Study reveals successes and challenges in implementing the NGO Code of Conduct for Health Systems Strengthening – May 5, 2010
In order to determine how organizations were putting into practice the NGO Code of Conduct for Health Systems Strengthening, Health Alliance International (HAI) conducted interviews with signatories as well as organizations that did not sign on. The purpose was to discover any best practices being used by the organizations, and to identify barriers and challenges to implementing the Code of Conduct.
HAI was one of the drafters of the Code of Conduct, and is the current coordinating organization. In all, HAI conducted 29 key informant interviews in 2009 (26 with signatories, 3 with non-signatory organizations). The study was completed by Anjali Sakhuja, and the summary was created by Erin Hurley.

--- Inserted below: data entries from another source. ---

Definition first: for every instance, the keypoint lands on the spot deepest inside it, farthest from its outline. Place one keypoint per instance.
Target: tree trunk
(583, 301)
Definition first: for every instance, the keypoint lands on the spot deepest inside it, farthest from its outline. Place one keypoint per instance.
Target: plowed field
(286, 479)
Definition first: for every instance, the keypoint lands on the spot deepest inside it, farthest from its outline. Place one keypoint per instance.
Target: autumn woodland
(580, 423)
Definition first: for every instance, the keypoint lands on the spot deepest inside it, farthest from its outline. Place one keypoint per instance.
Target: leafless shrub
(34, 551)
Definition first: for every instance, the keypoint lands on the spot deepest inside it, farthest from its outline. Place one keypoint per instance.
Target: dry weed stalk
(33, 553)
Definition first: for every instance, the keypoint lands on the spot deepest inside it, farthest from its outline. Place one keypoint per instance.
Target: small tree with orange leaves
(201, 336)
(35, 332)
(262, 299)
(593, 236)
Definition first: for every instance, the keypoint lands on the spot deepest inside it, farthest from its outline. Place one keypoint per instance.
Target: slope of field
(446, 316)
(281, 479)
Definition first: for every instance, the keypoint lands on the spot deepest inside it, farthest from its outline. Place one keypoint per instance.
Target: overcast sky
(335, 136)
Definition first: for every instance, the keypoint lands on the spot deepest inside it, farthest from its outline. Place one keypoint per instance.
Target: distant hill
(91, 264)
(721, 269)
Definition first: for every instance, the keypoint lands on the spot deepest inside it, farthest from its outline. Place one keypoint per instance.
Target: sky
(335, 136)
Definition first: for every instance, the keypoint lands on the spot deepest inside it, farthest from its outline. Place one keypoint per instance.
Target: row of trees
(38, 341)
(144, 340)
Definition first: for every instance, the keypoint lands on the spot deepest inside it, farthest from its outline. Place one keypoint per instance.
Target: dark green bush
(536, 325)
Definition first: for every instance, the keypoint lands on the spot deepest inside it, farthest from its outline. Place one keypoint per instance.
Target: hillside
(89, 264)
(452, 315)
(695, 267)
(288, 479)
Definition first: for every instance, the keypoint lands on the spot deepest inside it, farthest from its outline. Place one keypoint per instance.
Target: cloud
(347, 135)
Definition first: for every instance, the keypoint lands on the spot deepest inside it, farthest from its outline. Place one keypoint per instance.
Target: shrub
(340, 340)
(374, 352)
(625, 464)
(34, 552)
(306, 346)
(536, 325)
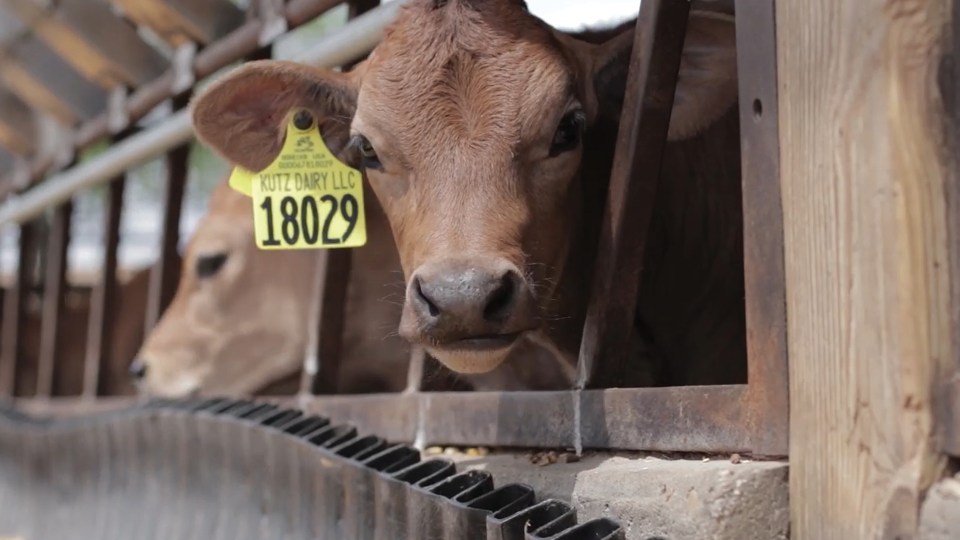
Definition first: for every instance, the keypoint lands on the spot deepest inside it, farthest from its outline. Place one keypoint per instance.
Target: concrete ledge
(651, 497)
(940, 513)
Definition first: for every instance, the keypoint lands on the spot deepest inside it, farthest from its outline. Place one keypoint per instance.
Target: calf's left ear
(243, 115)
(706, 82)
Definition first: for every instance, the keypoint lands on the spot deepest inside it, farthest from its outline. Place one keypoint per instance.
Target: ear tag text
(306, 198)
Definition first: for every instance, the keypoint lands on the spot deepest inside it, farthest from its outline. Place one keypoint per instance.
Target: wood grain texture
(864, 166)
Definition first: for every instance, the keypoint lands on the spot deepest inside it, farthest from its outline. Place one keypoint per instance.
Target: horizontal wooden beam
(44, 80)
(89, 36)
(181, 21)
(864, 170)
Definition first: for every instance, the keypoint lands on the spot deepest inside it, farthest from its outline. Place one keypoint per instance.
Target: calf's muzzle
(467, 304)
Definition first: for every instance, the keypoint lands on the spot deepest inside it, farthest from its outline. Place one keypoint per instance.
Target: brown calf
(487, 137)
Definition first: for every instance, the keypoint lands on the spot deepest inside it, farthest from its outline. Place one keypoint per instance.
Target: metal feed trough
(263, 471)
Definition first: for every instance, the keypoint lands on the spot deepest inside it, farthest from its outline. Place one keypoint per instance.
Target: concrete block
(940, 513)
(669, 499)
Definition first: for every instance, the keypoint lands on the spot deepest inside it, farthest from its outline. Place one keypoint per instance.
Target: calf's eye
(567, 136)
(208, 265)
(368, 156)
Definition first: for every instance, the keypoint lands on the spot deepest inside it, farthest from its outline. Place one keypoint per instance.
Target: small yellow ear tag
(306, 198)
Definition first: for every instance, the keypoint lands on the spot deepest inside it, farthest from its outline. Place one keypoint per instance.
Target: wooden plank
(863, 168)
(949, 420)
(102, 314)
(13, 312)
(51, 380)
(765, 302)
(44, 80)
(17, 128)
(181, 21)
(658, 42)
(101, 46)
(334, 271)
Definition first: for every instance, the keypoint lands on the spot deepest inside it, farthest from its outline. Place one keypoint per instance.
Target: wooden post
(864, 167)
(53, 305)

Below is the executive summary, and you can find the full report here.
The Non-Governmental Organization (NGO) Code of Conduct for Health Systems Strengthening was launched in 2008 to support public sector health systems by changing industry-wide human resources practices that routinely undermine Ministries of Health in low-income countries striving to meet the Millennium Development Goals. Health Alliance International interviewed signatories of the NGO Code of conduct as well as some organizations that did not sign to gauge the success of the Code in practice. In all, we conducted 29 key informant interviews in 2009.

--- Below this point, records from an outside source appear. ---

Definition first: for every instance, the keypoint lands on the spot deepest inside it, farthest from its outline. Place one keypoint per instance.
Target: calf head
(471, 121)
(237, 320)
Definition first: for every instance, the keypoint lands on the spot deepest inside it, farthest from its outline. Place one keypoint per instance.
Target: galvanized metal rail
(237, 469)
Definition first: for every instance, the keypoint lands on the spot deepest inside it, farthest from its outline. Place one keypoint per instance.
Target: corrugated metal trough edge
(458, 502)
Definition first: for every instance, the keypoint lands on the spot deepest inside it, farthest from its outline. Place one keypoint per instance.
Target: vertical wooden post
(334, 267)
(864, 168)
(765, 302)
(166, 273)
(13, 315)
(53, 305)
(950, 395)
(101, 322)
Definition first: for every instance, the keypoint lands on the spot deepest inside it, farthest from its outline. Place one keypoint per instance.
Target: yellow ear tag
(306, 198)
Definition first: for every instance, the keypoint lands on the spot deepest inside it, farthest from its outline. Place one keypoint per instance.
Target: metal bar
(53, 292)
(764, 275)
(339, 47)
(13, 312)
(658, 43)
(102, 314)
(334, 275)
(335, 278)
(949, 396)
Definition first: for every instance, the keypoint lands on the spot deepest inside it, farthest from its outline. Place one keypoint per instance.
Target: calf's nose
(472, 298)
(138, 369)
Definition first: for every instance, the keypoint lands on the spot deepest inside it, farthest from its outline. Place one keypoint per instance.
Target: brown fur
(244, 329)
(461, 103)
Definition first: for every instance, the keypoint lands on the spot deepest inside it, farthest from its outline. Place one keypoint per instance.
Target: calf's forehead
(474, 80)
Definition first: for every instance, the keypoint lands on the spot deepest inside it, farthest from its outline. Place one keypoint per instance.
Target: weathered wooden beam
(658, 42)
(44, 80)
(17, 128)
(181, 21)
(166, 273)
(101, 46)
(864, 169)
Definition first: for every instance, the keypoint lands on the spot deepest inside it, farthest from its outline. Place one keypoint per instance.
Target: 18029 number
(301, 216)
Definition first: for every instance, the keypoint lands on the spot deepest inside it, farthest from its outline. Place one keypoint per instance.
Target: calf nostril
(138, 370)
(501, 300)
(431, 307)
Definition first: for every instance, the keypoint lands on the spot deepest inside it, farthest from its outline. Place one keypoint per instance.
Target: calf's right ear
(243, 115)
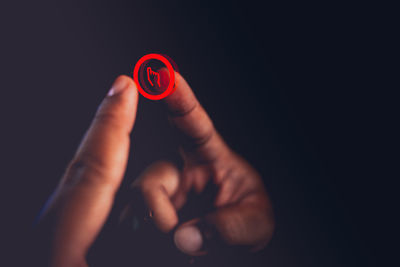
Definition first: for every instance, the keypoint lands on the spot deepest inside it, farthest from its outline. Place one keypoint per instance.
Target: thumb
(243, 224)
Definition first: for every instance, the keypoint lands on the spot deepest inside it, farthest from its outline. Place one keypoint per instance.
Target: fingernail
(118, 86)
(188, 239)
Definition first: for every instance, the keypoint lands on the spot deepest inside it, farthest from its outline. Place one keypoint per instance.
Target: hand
(84, 197)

We found that all organizations, signatories and non-signatories alike, are operating in a competitive marketplace for skilled human resources. Even when they are highly conscious of avoiding hiring practices harmful to the public sector, such as hiring health professionals away from public employment, international organizations seeking to meet their obligations to donors and demonstrate success feel they often cannot avoid selecting both clinical and programmatic personnel who could otherwise be working for Ministries of Health. A few signatories said they have made attempts to keep salaries closer to the ones offered by the public health sector, but most found it challenging because using such policies made it difficult to recruit or retain staff. While many signatory organizations, however, have identified other strategies to reduce the burden and contribute positively to the public sector, although they experience disadvantages because other organizations do not have the same restrictions. Most NGOs have not invested in pre-service training programs to generate new health professionals to help overcome these staffing obstacles.
One proposed strategy to level the playing field for NGOs seeking to support the public sector would be for donors and governments to create incentives for more comprehensive adoption of the NGO Code of Conduct principles. In the meantime, international NGOs and other stakeholders can move forward collectively to advocate for change, contribute to research and knowledge sharing, and build health workforce capacity.